1. A method of categorizing a plurality of new electronic 

documents into a set of categories, comprising the steps of: 

establishing a plurality of training sets, wherein each training 
set is associated with a category and includes training 
documents that have been classified as belonging to said 
associated category; 

determining how strongly each document of said plurality of 
documents corresponds to each of said plurality of 
categories by determining similarity between said each 
document and the training documents that belong to the 
training set of said category; and 

wherein the step of determining similarity is performed using a 
matrix representing document similarity that is derived by 
combining two or more measures of document similarity. 

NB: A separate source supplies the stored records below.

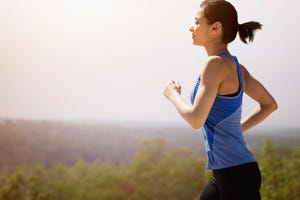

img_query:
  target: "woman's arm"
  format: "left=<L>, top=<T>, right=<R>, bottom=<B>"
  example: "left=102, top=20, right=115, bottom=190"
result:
left=241, top=65, right=278, bottom=132
left=164, top=56, right=222, bottom=129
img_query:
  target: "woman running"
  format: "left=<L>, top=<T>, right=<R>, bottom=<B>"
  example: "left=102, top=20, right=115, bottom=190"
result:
left=164, top=0, right=277, bottom=200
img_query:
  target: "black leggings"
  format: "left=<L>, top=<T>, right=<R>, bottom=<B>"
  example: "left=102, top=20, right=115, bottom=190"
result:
left=200, top=162, right=261, bottom=200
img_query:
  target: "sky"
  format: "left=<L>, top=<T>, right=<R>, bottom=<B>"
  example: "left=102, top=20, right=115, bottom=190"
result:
left=0, top=0, right=300, bottom=127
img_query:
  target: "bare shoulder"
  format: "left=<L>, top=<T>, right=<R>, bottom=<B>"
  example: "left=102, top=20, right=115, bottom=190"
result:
left=201, top=56, right=224, bottom=77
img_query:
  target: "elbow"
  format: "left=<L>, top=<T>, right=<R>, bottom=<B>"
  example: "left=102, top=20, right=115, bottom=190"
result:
left=261, top=100, right=278, bottom=113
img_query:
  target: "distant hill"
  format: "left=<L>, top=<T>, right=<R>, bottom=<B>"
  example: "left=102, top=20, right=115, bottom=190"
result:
left=0, top=120, right=300, bottom=167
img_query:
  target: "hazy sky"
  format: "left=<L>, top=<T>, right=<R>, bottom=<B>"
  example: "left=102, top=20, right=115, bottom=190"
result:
left=0, top=0, right=300, bottom=126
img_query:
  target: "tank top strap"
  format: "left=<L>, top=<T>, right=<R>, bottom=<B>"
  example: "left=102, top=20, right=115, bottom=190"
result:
left=218, top=52, right=244, bottom=90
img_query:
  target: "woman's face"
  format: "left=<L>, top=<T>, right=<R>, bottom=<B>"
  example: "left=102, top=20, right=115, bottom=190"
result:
left=190, top=8, right=211, bottom=46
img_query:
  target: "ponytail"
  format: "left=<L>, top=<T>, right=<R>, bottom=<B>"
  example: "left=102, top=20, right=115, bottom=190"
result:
left=238, top=21, right=262, bottom=44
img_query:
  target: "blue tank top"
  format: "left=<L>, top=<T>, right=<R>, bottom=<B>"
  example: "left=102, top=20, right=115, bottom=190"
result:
left=191, top=53, right=256, bottom=170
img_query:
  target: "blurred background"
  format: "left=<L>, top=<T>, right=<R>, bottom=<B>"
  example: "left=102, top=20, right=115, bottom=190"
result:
left=0, top=0, right=300, bottom=200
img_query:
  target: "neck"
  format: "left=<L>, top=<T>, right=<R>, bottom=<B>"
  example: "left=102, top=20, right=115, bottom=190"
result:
left=205, top=43, right=229, bottom=56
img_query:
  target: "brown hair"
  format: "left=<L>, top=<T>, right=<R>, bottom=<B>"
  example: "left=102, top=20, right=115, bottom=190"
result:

The examiner relies on the following references: 

Pirolli et al. (Pirolli) 5,835,905 Nov. 10, 1998 

Prasad 5,960,422 Sep. 28, 1999 

(filed Nov. 26, 1997) 

Bengio et al. (Bengio) 6,128,606 Oct. 3, 2000 

(filed Mar. 11, 1997) 

Hoffert et al. (Hoffert) 6,282,549 Aug. 28, 2001 

(filed Mar. 29, 1999) 

Chakrabarti et al. 6,389,436 May 14, 2002 

(Chakrabarti) (filed Dec. 15, 1997) 

Claims 1-34 stand rejected under 35 U.S.C. § 103. As 

evidence of obviousness, the examiner offers Pirolli and Prasad 

with regard to claims 1-14, 17-19, and 26-34, alternatively 

adding Hoffert with regard to claims 15 and 16, Bengio with 

regard to claim 20, and Chakrabarti with regard to claims 21-25.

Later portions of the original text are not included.